What's the fastest way to strip and replace a document of high unicode characters using Python? -


I want to replace all the high unicode characters from large documents, such as Accent Es, left and right quotes, etc. , With "normal" counterparts in a lower class, such as regular 'E', and straight quotation, I need to show it on a very large document repeatedly, I am getting an example of what I think It may be perl:

Is it a faster way to do this without using s.replace (...) in Python. (...) To change(...)...? I have tried some words to change it and separating the document has actually slowed down.

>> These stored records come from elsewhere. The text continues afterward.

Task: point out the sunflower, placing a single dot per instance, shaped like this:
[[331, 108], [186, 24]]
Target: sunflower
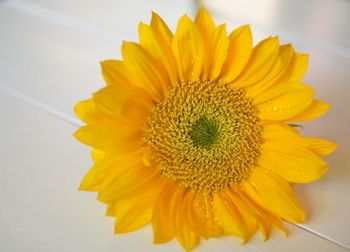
[[194, 133]]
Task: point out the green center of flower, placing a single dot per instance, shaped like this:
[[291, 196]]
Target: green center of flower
[[204, 135], [205, 132]]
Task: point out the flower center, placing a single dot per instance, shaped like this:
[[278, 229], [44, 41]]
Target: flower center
[[204, 135], [205, 132]]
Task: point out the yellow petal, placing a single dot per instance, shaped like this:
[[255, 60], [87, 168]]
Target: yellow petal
[[188, 48], [145, 70], [265, 219], [97, 154], [280, 89], [205, 24], [239, 51], [161, 29], [202, 216], [114, 72], [300, 67], [274, 194], [248, 215], [294, 163], [160, 50], [119, 139], [287, 105], [163, 230], [262, 59], [316, 109], [186, 237], [127, 211], [130, 183], [229, 217], [125, 104], [279, 71], [217, 52]]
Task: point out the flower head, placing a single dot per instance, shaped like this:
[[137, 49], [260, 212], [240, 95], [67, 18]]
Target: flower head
[[191, 133]]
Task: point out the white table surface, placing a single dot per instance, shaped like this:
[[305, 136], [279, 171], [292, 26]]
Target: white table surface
[[49, 54]]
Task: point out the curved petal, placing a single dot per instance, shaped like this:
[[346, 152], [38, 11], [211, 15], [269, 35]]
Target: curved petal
[[202, 215], [163, 230], [279, 72], [159, 49], [118, 139], [287, 105], [280, 89], [229, 218], [188, 49], [127, 210], [186, 237], [97, 154], [130, 183], [250, 219], [238, 54], [262, 59], [316, 109], [274, 194], [265, 218], [294, 163], [145, 70], [217, 52]]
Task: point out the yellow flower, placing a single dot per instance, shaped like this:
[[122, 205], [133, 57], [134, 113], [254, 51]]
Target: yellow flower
[[191, 133]]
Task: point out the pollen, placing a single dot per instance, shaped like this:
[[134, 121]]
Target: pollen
[[204, 135]]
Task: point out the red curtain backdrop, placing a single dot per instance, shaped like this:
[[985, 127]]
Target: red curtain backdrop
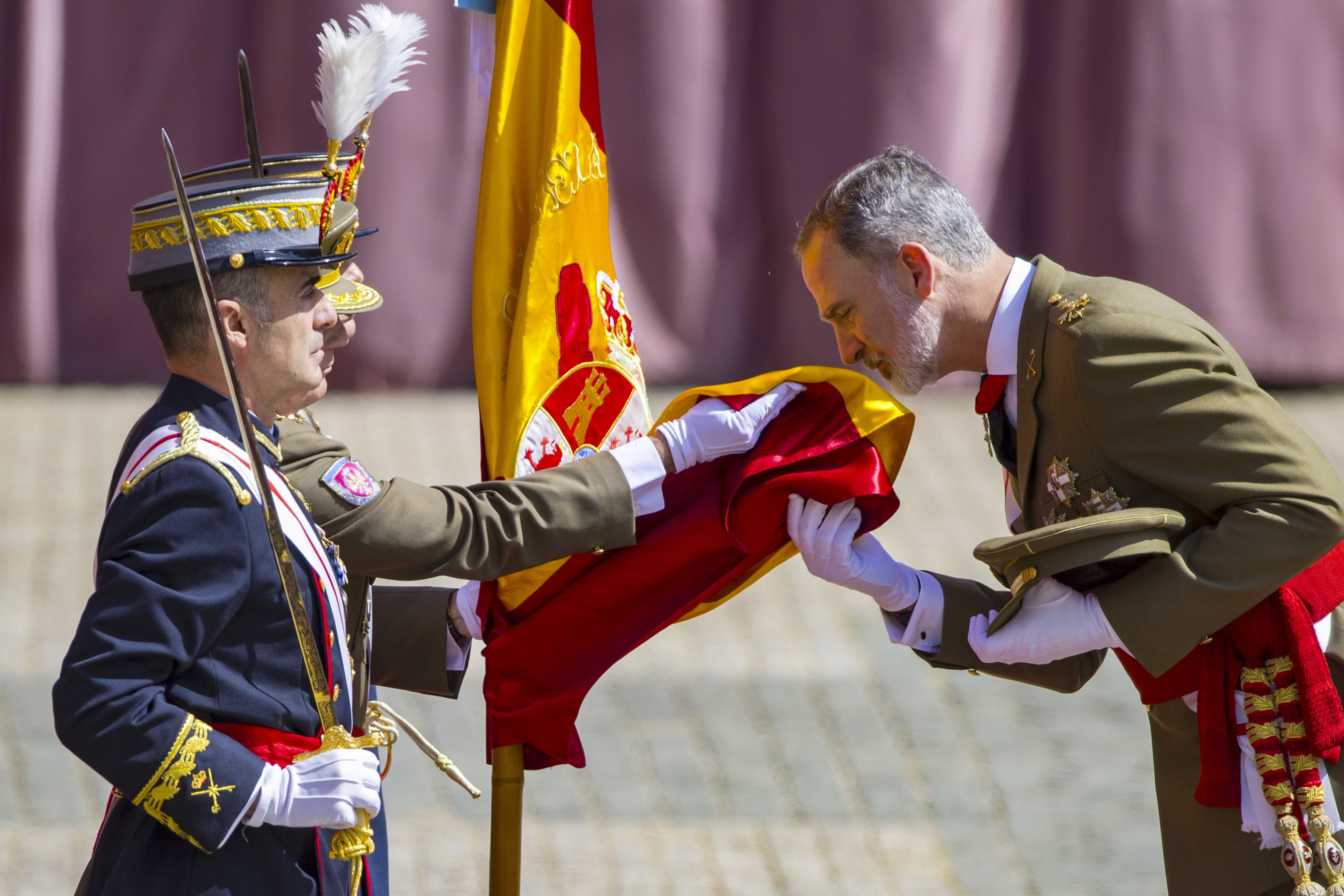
[[1198, 148]]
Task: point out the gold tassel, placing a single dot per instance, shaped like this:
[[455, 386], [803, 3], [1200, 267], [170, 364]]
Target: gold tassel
[[1330, 858], [1298, 858]]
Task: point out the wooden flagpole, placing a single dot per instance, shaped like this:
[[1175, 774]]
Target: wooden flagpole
[[507, 821]]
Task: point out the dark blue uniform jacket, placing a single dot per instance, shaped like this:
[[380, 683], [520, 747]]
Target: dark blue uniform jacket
[[189, 625]]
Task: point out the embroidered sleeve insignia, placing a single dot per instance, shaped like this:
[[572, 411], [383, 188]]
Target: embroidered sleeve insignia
[[1072, 306], [1101, 503], [351, 482], [1060, 483]]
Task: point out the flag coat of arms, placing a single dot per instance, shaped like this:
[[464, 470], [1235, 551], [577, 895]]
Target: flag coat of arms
[[558, 378]]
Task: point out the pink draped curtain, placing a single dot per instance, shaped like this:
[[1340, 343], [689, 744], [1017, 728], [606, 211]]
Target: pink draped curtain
[[1198, 148]]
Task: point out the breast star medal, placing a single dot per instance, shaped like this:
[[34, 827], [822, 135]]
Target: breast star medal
[[1101, 503], [1072, 306], [1060, 483], [1053, 518]]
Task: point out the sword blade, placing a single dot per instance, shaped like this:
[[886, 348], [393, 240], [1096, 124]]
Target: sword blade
[[303, 628], [249, 115]]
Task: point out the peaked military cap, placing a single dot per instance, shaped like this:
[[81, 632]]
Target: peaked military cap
[[1082, 554]]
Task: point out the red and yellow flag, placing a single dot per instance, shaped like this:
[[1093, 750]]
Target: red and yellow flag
[[558, 378], [557, 371]]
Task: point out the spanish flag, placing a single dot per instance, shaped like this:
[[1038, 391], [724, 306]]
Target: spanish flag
[[558, 378]]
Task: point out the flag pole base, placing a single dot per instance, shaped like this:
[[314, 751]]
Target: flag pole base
[[507, 821]]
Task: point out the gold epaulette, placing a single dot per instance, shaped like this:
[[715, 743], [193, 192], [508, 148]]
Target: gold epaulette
[[187, 448]]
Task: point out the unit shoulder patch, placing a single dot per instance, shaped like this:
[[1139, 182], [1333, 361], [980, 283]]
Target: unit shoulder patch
[[351, 482]]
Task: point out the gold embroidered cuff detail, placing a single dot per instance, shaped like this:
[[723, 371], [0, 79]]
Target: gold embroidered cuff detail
[[187, 448], [178, 764]]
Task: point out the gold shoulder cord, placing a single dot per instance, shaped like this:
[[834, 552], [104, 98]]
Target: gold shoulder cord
[[187, 448]]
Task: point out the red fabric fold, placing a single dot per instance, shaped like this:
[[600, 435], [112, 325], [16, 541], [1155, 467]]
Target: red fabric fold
[[991, 389], [1283, 624], [273, 746], [720, 523]]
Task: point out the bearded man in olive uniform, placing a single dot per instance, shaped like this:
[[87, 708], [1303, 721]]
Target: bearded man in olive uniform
[[1100, 395]]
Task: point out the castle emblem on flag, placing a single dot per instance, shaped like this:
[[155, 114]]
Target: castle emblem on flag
[[580, 414], [351, 482]]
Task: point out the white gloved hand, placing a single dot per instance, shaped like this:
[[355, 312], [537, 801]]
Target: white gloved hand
[[1054, 623], [320, 792], [712, 429], [826, 541]]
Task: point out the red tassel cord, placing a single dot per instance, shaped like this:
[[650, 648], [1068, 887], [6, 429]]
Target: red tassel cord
[[1276, 731]]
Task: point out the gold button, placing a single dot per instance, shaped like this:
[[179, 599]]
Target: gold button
[[1023, 578]]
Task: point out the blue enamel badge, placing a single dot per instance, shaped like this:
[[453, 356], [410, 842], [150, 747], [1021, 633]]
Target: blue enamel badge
[[351, 482]]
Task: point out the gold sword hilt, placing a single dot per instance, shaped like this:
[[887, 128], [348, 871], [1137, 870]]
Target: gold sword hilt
[[351, 844]]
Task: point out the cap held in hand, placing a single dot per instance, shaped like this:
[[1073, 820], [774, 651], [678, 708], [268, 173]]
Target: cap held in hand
[[1081, 554]]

Edit, the version of my version does not seem to work:

  # - * - coding: ISO-8859-15 - * - Import unidecode Def ascii_map (): data = {} for range in range (256): H = number file name = 'x {num: 02x}' format. (Num = number): try: == __import __ ('.unidecode' + filename, fromlist = true) except importError: calculate (mod.data) for Val, L: and pass i = h & Lt; & Lt; 8 i + = L. If I & gt; = 0x80: Data [i] = Unicode (Val) return data if __name__ == '__ main__': S = u '"fancy" fancy2' print (s.translate (ascii_map ()))   text after "
  # - * - encoding: utf-8 - * - import unicodedata def shoehorn_unicode_into_ascii (s): Return UnicodeTata. General ('NFKD', S). Note that if the __name __ == '__ main__': S = U "éèêàùçÇ" print (shoehorn_unicode_into_ascii) # eeeaucC  

note, @ encode ('ascii', 'neglect') In the form of Mark Tolonen, please state that the above method excludes some characters such as' B '' '' If the above code shortens those characters that you translate, then you must manually fix these problems To use the string the translation method may use another option Rana (see).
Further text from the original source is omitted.